The Grammar Mistakes Spell Check Won't Catch
Spell check has trained a lot of people to believe their writing is clean the moment the red squiggly lines disappear. It isn't the same thing as grammar being correct, and the gap between the two is exactly where embarrassing mistakes survive all the way to a sent email or a published post.
This covers the kinds of errors that slip past basic spell checking, where tone and context trip up automated tools specifically, and where a grammar checker is genuinely useful versus where it needs a human reading it back afterward.
Why Spell Check Lets Real Mistakes Through
Spell check only catches words that don't exist. It has nothing to say about a sentence that's grammatically broken but spelled correctly, like using "their" instead of "there," or "its" instead of "it's." Both are real words, so the red squiggly line never appears, even though the sentence is wrong.
The Errors That Sound Right But Aren't
Some mistakes survive because they sound natural out loud. Subject-verb agreement breaks down in long sentences, where the subject and verb end up separated by enough other words that the ear stops tracking which one matters: "the list of items on the table were moved" sounds fine, but "list" is singular, so it should be "was." Misplaced modifiers do something similar; "I only ate breakfast" and "I ate only breakfast" mean different things, and most writers default to whichever one comes out first instead of the one they actually meant.
Tone and Setting Are Where Automated Tools Struggle
A grammar tool can confirm a sentence is structurally correct without knowing it's the wrong sentence for the moment. A casual email to a coworker doesn't need the same formality as a cover letter, and a tool that corrects both toward the same neutral, formal register can flatten a message until it sounds like nobody wrote it. The same goes for idioms: a tool that takes "it's raining cats and dogs" literally and tries to fix the grammar of a nonsense phrase is solving a problem that doesn't exist.

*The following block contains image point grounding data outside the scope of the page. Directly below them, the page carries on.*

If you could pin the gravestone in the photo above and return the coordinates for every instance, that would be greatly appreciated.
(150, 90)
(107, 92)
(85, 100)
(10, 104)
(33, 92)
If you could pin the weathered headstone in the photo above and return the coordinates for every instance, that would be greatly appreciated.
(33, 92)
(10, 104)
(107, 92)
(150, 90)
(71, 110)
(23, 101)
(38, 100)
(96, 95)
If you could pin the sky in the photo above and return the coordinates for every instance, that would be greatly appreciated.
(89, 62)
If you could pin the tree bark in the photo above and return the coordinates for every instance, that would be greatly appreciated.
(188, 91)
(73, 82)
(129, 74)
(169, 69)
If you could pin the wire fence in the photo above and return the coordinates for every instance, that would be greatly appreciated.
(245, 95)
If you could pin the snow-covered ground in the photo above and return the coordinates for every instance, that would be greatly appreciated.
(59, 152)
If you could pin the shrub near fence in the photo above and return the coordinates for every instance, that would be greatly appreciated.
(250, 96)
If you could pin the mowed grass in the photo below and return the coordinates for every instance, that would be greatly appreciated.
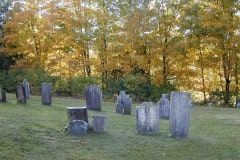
(36, 132)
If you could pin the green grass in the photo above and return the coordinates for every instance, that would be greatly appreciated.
(36, 132)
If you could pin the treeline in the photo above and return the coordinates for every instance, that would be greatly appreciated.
(138, 87)
(140, 46)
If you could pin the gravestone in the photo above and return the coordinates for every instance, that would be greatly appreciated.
(46, 94)
(147, 119)
(77, 127)
(94, 98)
(164, 107)
(179, 122)
(25, 84)
(79, 113)
(20, 94)
(3, 97)
(99, 124)
(124, 103)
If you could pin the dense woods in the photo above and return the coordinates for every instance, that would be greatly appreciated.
(146, 47)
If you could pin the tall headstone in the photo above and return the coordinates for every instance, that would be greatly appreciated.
(94, 98)
(238, 103)
(46, 94)
(147, 119)
(164, 107)
(179, 122)
(124, 103)
(77, 127)
(99, 124)
(79, 113)
(20, 94)
(25, 84)
(3, 97)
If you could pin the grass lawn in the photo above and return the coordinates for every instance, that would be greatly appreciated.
(36, 132)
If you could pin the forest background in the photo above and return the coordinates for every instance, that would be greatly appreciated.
(145, 47)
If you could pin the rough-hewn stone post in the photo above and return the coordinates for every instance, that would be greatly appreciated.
(94, 98)
(99, 124)
(46, 94)
(3, 97)
(179, 122)
(164, 107)
(79, 113)
(147, 119)
(20, 94)
(25, 84)
(124, 103)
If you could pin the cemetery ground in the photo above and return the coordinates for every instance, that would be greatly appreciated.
(35, 132)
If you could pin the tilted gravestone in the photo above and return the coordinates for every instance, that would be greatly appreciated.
(99, 124)
(164, 107)
(147, 119)
(124, 103)
(3, 97)
(20, 94)
(179, 122)
(94, 98)
(77, 127)
(46, 94)
(25, 84)
(79, 113)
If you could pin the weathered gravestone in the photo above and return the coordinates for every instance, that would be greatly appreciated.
(78, 120)
(179, 121)
(46, 94)
(25, 84)
(99, 124)
(94, 98)
(79, 113)
(3, 97)
(77, 127)
(147, 119)
(164, 107)
(20, 94)
(124, 103)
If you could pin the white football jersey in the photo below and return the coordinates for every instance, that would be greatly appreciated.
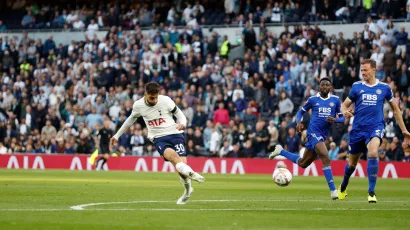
(158, 118)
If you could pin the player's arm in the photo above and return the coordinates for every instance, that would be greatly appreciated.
(339, 119)
(127, 124)
(339, 116)
(178, 114)
(299, 115)
(344, 109)
(399, 118)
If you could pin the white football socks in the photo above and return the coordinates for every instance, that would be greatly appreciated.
(184, 169)
(187, 184)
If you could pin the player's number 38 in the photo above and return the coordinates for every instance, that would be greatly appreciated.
(179, 148)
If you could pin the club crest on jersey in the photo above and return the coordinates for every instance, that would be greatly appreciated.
(156, 122)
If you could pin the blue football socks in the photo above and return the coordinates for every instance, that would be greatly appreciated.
(348, 172)
(290, 156)
(372, 170)
(329, 177)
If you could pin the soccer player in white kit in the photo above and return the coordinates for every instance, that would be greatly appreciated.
(167, 135)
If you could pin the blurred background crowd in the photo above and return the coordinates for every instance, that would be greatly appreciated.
(54, 98)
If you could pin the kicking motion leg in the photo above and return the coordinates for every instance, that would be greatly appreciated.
(188, 189)
(181, 167)
(185, 173)
(327, 170)
(102, 161)
(349, 170)
(372, 167)
(304, 162)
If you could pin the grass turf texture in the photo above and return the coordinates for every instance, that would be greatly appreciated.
(42, 200)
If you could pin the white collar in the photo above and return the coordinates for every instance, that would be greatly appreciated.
(328, 96)
(364, 83)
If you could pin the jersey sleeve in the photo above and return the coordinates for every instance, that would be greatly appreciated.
(389, 94)
(170, 105)
(135, 110)
(338, 105)
(353, 93)
(308, 105)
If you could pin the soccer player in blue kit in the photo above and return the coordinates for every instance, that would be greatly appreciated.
(366, 135)
(325, 108)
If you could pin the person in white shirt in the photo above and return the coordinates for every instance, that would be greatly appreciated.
(171, 14)
(92, 27)
(167, 135)
(78, 24)
(187, 13)
(382, 23)
(72, 17)
(373, 27)
(3, 149)
(378, 56)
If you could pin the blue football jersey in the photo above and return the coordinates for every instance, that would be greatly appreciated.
(321, 109)
(368, 104)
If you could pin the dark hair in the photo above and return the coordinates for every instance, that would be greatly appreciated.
(152, 88)
(325, 79)
(369, 61)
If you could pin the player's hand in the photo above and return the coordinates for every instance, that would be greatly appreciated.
(113, 141)
(348, 114)
(406, 135)
(300, 127)
(180, 127)
(331, 119)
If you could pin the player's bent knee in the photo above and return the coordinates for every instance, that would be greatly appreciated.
(172, 156)
(304, 164)
(325, 161)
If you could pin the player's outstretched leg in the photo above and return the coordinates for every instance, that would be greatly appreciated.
(188, 190)
(372, 167)
(181, 167)
(349, 170)
(186, 182)
(279, 151)
(102, 161)
(327, 170)
(308, 156)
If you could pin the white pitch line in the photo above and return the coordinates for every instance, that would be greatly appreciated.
(210, 209)
(83, 206)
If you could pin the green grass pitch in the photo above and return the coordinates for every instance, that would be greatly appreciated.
(32, 199)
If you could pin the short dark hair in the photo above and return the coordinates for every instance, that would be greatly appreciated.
(152, 88)
(369, 61)
(325, 79)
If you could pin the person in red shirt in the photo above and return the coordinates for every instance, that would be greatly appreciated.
(221, 115)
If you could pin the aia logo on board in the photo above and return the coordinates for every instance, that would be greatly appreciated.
(156, 122)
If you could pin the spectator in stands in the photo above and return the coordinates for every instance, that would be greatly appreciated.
(401, 38)
(395, 152)
(92, 27)
(28, 20)
(2, 26)
(285, 105)
(333, 151)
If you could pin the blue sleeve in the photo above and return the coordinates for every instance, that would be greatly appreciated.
(341, 118)
(338, 105)
(353, 93)
(389, 94)
(299, 115)
(304, 109)
(308, 105)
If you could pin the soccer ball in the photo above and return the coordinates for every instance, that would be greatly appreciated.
(282, 177)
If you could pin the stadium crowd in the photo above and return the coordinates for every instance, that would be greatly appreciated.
(55, 98)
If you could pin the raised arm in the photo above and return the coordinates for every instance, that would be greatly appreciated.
(347, 113)
(399, 118)
(127, 124)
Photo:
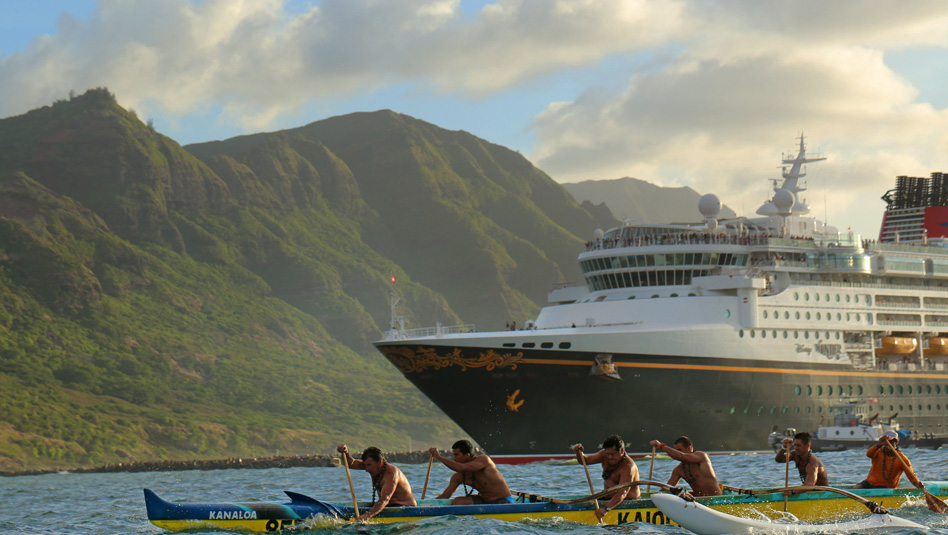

A Few Patterns Worth Learning by Hand
- ✓"Affect" is usually the verb, "effect" is usually the noun: a decision can affect the outcome, or have an effect on it.
- ✓"Who" refers to the subject of a sentence, "whom" to the object: a tool that flags every "whom" as wrong because it sounds formal is often flagging correct usage.
- ✓A comma splice joins two complete sentences with just a comma instead of a period, semicolon, or conjunction, and it's one of the most common errors that survives a quick read-through because both halves sound fine on their own.
When Breaking the Rules Is the Right Call
Fragments, sentence-starting conjunctions, and the occasional run-on aren't always mistakes. A short fragment can land harder than a complete sentence in a piece of persuasive writing, and dialogue in fiction routinely breaks formal grammar on purpose to sound like an actual person talking. A tool that fixes every fragment back into a complete sentence is optimizing for correctness in a context that actually wants something else.
Letting a Checker Catch the Obvious Stuff First
A grammar checker is genuinely useful for the mechanical layer: typos, subject-verb agreement, basic punctuation, the kind of error that's just a slip rather than a choice. Run it before anything goes out the door, but read the result yourself afterward, since it can't tell formal writing from casual writing, and it can't tell you when a broken sentence was the right call. For deeper style and usage questions beyond what any checker covers, the Purdue Online Writing Lab is a reliable, free reference.
If you're cleaning up a draft rather than catching errors in a finished one, our paraphraser is built for rewriting awkward phrasing rather than just flagging it. For a closer look at where AI grammar tools tend to fall short, see our breakdown of the truth about AI grammar checkers.
Frequently Asked Questions
Why didn't spell check catch an obvious grammar mistake?▼
Spell check only flags words that don't exist in the dictionary. A sentence can be grammatically wrong while using entirely real, correctly spelled words, like confusing your and you're, which spell check has no way to catch.
What's the difference between a comma splice and a run-on sentence?▼
A comma splice joins two complete sentences with only a comma. A run-on sentence joins them with no punctuation at all. Both can usually be fixed the same way: split into two sentences, or connect them with a semicolon or a conjunction.
Should I trust an automated grammar checker for formal writing?▼
Use it as a first pass for mechanical errors, then read the result yourself. Automated tools are reliable for catching typos and basic agreement errors, but they can't judge whether the tone fits the situation, which matters more in formal writing than grammar alone.
Is it ever correct to start a sentence with and or but?▼
Yes. It's a stylistic choice, not a grammar error, and it's common in published writing when a short sentence needs to land with more punch. Most rules against it are style preferences passed down as if they were grammar rules.
Can grammar tools handle idioms and figurative language?▼
Not reliably. Idioms often look like nonsense or broken grammar if read literally, and a tool that tries to correct the words in a phrase like it's raining cats and dogs is solving a problem that isn't there.